Levou tempo até que eu conseguisse pronunciar o seu nome, sem nunca saber ao certo se o dizia corretamente. Mais tempo ainda para conseguir escrevê-lo com as consoantes nos lugares certos.
Foi na primavera de 2002, em Lisboa, que me veio parar às mãos um seu livro: Ébano. Vinha com uma tarja vermelha envolvendo a capa, indicando um Prêmio e uma vendagem já espetacular.
Ao ler as primeiras páginas, percebi que se tratava de outra coisa, diferente do que eu até então havia lido sobre o continente africano escrito por um europeu.
Lembro-me ainda da emoção que senti ao acompanhar o relato dos primeiros dias que se sucederam a independência do Ghana. Kapuscinsky deixou transbordar toda a esperança que tomava conta, não só dos ganenses, mas de todos os africanos, que ainda acreditavam em seus líderes, no poder de sua gente se auto-governar, na capacidade de amor ao próximo.

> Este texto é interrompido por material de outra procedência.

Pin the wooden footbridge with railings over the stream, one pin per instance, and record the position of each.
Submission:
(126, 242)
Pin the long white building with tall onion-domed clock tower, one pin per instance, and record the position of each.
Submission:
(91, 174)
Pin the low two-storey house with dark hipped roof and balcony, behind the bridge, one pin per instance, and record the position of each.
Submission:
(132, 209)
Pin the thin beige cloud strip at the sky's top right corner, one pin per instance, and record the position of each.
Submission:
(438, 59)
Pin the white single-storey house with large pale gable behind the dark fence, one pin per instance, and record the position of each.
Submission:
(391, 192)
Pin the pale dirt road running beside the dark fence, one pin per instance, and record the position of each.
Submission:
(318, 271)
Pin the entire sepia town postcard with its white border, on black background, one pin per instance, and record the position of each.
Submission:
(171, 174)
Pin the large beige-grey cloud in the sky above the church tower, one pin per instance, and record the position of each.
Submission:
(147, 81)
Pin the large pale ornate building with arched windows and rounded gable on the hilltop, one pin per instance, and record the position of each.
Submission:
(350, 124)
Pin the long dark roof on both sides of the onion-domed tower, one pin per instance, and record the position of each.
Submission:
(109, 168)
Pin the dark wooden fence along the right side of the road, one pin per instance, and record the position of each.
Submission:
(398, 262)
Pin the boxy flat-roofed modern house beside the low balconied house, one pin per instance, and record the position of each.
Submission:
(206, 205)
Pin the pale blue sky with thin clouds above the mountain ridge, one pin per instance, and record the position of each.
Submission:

Ébano é um bom livro, embora haja quem diga que tem ali um “espírito de colonizador”, de quem chega para ditar verdades. Não o vejo assim. Considero-o um excelente livro para quem quer se aventurar pelos sinuosos caminhos da história do continente africano. A mim, o tom de Kapuscinsky parece algo entre o paternalismo e o aventurismo – não raras vezes, ele descreve os africanos com ar por demais infantil, e outras tantas relata acontecimentos tão fantásticos que não é difícil imaginá-lo em roupas “à la Indiana Jones”.
Mas há ainda o seu “1975. Último dia de vida em Angola”, que, até hoje, tem sido uma unanimidade entre os que estudam os dias que antecederam a independência de Angola, proclamada em Luanda. É óbvio que não tenho memória daqueles dias quentes de outubro e novembro de 1975 em Luanda, mas é como se a tivesse: penso no vento zunindo pelas ruas, arrastando caixas de papelão, casas trancadas esperando um regresso incerto, bairros-fantasma. E depois, cubanos surgindo como que encantados, falta água (começou cedo!), a rádio noticiando as boas-novas do MPLA, embora o clima geral fosse de indefinição e alerta.

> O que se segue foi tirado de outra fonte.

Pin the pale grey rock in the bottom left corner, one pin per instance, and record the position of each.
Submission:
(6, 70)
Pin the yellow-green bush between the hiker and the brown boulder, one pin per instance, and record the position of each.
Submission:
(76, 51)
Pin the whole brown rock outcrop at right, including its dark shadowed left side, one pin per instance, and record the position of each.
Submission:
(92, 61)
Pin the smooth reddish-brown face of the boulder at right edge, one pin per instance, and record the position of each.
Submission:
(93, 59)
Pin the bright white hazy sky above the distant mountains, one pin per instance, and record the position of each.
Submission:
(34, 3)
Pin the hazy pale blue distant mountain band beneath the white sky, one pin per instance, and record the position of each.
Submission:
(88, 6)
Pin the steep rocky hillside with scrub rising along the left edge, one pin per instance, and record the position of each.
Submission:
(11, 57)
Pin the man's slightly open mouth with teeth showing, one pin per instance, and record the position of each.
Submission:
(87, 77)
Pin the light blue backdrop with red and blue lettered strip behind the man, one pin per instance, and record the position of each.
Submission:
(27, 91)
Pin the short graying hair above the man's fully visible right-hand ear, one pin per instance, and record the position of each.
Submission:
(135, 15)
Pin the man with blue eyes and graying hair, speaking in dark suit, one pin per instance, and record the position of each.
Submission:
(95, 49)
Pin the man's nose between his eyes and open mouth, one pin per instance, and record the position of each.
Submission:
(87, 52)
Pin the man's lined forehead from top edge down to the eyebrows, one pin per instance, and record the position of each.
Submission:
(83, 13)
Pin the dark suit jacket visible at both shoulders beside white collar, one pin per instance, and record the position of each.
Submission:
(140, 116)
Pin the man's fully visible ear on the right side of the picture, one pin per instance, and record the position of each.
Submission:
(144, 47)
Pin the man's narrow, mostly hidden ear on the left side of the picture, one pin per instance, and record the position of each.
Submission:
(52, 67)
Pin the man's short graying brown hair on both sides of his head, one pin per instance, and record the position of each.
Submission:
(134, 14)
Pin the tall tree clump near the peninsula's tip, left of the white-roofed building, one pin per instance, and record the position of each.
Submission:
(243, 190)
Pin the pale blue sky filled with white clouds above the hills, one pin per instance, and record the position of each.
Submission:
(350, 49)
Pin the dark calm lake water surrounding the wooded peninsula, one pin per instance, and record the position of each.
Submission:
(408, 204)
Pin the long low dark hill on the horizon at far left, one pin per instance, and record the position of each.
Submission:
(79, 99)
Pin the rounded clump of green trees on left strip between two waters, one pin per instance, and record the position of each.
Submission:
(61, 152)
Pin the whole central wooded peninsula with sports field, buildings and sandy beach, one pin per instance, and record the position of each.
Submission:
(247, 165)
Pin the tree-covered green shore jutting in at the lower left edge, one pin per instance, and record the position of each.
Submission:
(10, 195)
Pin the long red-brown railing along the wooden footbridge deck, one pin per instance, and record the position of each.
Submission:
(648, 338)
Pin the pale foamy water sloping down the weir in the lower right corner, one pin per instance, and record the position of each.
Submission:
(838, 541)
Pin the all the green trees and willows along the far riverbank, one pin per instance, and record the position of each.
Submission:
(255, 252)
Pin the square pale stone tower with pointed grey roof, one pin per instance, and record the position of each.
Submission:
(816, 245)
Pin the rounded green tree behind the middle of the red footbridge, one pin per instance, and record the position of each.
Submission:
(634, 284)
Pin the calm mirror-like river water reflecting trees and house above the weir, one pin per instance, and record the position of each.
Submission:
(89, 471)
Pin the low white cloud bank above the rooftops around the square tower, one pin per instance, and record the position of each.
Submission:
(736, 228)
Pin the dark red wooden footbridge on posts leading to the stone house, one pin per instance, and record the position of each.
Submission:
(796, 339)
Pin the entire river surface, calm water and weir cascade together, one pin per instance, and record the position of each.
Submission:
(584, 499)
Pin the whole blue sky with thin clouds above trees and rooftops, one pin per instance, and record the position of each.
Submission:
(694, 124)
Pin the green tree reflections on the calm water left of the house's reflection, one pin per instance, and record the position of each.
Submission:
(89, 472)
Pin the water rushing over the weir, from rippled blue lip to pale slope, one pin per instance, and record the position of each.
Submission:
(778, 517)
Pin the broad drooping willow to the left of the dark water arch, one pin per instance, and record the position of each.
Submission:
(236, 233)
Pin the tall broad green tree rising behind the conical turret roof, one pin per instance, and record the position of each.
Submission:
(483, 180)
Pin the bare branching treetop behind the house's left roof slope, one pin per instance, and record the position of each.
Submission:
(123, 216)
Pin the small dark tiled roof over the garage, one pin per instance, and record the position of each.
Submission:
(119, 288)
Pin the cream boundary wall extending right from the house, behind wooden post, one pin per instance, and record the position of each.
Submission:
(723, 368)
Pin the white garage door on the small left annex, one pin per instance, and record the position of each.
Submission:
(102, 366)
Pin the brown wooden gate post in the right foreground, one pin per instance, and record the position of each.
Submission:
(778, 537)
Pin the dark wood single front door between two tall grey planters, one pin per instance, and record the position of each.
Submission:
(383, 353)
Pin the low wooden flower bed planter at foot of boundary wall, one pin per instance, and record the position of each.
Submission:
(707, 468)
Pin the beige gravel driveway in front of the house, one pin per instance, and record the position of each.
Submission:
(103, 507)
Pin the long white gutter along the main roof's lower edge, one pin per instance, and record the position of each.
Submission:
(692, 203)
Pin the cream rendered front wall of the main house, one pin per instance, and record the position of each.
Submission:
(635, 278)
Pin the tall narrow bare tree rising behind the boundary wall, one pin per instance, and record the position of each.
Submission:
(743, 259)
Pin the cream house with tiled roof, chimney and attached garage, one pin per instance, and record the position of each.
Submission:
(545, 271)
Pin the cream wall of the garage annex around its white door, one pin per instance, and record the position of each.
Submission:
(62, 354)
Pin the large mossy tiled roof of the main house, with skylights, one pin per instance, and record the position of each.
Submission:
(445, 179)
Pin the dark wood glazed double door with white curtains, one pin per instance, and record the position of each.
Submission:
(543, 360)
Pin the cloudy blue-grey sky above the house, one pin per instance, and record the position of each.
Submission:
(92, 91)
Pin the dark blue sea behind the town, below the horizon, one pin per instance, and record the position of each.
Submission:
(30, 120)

Para não falar da viagem do jornalista polaco ao sul de Angola, e das páginas que deixou sobre as primeiras batalhas travadas contra o exército sul-africano naquelas paragens, e do comandante Farrusco, que servindo o exército português aliou-se ao MPLA, e orquestrou lindamente aquelas batalhas, com os poucos mais de 100 homens de que dispunha.
Claro que Kapuscinsky é muito mais do que isso. Ele é todos os percursos que trilhou, e mais todos aqueles que trilharam cada um de seus percursos.